Recipe of the week: Cream of beans cream with foie gras

Ingredients: For 4 people
½ Kg. Of beans
½ onion
white pepper
coarse salt
carrot
1 glass of milk
1 nail
4 small pieces of duck liver
olive oil

Preparation: We cook the beans, better fresh, together with the onion, salt, carrot and cloves. For this dish, it will be better to overcook a little. Once we open the pot, we put the mixer in the blender and thin it with milk.vin¦âabujanda_tintoThe result is a light cream with a pleasant texture. For those who love cooking, it is preferable to pass the beans through a chinois and then sieve the cream. Put the four pieces of liver in a frying pan, turn and turn and place in the center of the plate. Serve very hot.
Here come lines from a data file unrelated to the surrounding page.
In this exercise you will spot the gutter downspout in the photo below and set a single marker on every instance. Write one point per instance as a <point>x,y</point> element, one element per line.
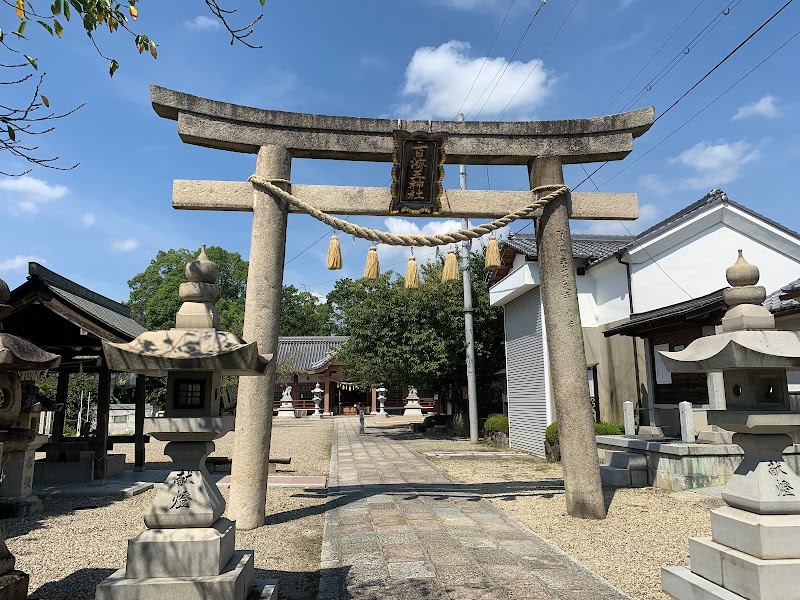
<point>618,256</point>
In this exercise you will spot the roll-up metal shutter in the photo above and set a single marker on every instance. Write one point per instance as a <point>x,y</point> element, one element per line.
<point>525,373</point>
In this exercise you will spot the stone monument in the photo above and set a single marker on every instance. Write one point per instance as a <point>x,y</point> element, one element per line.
<point>412,407</point>
<point>382,414</point>
<point>317,393</point>
<point>286,409</point>
<point>16,354</point>
<point>188,549</point>
<point>754,548</point>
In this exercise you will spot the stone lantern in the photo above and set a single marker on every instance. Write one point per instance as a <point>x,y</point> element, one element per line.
<point>381,394</point>
<point>754,550</point>
<point>188,549</point>
<point>16,354</point>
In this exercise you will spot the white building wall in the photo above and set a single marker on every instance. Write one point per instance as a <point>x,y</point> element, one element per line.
<point>698,265</point>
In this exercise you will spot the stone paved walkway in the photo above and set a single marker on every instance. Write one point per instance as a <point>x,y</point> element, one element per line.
<point>398,527</point>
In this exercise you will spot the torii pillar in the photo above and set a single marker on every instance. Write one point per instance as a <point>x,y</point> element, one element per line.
<point>277,137</point>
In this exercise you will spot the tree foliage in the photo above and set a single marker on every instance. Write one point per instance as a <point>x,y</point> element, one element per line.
<point>416,336</point>
<point>20,124</point>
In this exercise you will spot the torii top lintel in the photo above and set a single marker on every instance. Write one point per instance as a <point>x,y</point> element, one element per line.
<point>225,126</point>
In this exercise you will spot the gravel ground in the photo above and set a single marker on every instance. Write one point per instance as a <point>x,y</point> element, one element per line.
<point>76,542</point>
<point>646,528</point>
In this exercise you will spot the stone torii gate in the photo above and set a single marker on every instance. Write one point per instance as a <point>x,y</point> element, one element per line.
<point>277,137</point>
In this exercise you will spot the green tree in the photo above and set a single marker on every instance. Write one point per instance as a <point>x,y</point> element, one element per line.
<point>18,124</point>
<point>416,336</point>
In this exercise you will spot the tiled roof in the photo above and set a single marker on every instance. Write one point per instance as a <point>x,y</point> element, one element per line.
<point>777,305</point>
<point>308,353</point>
<point>591,247</point>
<point>107,311</point>
<point>695,307</point>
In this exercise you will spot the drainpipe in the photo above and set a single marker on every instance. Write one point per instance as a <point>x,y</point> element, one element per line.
<point>618,255</point>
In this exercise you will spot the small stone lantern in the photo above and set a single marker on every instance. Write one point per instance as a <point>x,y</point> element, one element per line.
<point>187,549</point>
<point>754,550</point>
<point>16,354</point>
<point>381,394</point>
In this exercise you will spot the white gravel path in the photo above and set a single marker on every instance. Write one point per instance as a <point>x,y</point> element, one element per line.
<point>76,542</point>
<point>645,529</point>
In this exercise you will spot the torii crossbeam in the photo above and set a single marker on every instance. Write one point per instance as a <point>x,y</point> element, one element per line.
<point>277,137</point>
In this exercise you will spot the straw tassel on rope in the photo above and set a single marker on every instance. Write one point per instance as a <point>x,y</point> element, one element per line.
<point>334,254</point>
<point>493,254</point>
<point>412,272</point>
<point>372,269</point>
<point>450,270</point>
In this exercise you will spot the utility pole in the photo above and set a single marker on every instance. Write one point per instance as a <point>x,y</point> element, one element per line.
<point>472,393</point>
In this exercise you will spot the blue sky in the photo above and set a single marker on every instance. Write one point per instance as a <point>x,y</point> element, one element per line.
<point>104,221</point>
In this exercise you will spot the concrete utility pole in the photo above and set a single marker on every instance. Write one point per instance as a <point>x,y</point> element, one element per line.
<point>472,393</point>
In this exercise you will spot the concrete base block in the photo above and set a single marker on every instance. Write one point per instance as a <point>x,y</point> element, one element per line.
<point>189,552</point>
<point>14,586</point>
<point>614,476</point>
<point>768,537</point>
<point>234,583</point>
<point>681,584</point>
<point>19,506</point>
<point>748,576</point>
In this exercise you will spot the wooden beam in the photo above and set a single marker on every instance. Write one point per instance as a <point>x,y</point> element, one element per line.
<point>371,201</point>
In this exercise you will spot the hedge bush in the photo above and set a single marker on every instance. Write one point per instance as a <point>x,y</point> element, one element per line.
<point>601,428</point>
<point>496,423</point>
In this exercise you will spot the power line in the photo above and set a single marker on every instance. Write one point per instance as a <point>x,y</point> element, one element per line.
<point>627,85</point>
<point>506,63</point>
<point>486,57</point>
<point>667,69</point>
<point>541,58</point>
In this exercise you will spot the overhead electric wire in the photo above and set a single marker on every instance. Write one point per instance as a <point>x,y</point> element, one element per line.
<point>657,52</point>
<point>486,57</point>
<point>538,62</point>
<point>666,70</point>
<point>507,62</point>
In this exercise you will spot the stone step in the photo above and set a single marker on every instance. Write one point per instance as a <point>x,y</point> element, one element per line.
<point>681,584</point>
<point>626,460</point>
<point>743,574</point>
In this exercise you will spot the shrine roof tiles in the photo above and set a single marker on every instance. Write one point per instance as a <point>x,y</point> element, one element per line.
<point>593,248</point>
<point>303,354</point>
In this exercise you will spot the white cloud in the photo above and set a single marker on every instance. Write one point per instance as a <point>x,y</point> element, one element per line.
<point>19,262</point>
<point>24,195</point>
<point>124,245</point>
<point>648,215</point>
<point>715,164</point>
<point>202,23</point>
<point>438,80</point>
<point>654,184</point>
<point>764,107</point>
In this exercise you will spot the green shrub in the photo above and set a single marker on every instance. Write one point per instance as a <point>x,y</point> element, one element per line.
<point>601,428</point>
<point>496,423</point>
<point>432,420</point>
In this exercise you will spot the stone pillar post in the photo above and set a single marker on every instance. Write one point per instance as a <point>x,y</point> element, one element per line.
<point>101,433</point>
<point>138,425</point>
<point>61,398</point>
<point>261,324</point>
<point>687,422</point>
<point>583,490</point>
<point>628,416</point>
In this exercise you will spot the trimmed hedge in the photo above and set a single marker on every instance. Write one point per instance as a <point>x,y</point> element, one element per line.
<point>602,428</point>
<point>496,423</point>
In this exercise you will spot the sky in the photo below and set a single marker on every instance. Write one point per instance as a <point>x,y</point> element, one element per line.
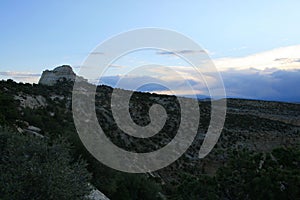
<point>254,44</point>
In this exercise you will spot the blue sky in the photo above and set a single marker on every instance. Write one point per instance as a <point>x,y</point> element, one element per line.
<point>36,35</point>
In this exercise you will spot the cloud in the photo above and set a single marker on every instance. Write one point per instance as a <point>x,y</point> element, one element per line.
<point>269,84</point>
<point>281,58</point>
<point>178,52</point>
<point>21,76</point>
Pairing: Viña Bujanda Tinto Jóven. A subtle and elegant wine, with a bluish and violet hue. Tinted, dense and abundant tear, it is intense in aroma with precise Rioja Tempranillo character, where aromas of black and red fruits such as raspberry stand out, mixed with dairy aromas and light hints of cream caramel.
Why?
A smooth, simple and easy to prepare cream for a balanced low-fat meal. A perfect combination to pair with an excellent wine of the year such as this one from Viña Bujanda.
The combination of the main ingredients of the dish: duck pocha beans and duck foie, make the cream an excellent first course, light and tasty.
All this will be dragged in the mouth and compensated with the intensity and balanced acidity of Viña Bujanda, which allows us to start again with the next spoonful and so on.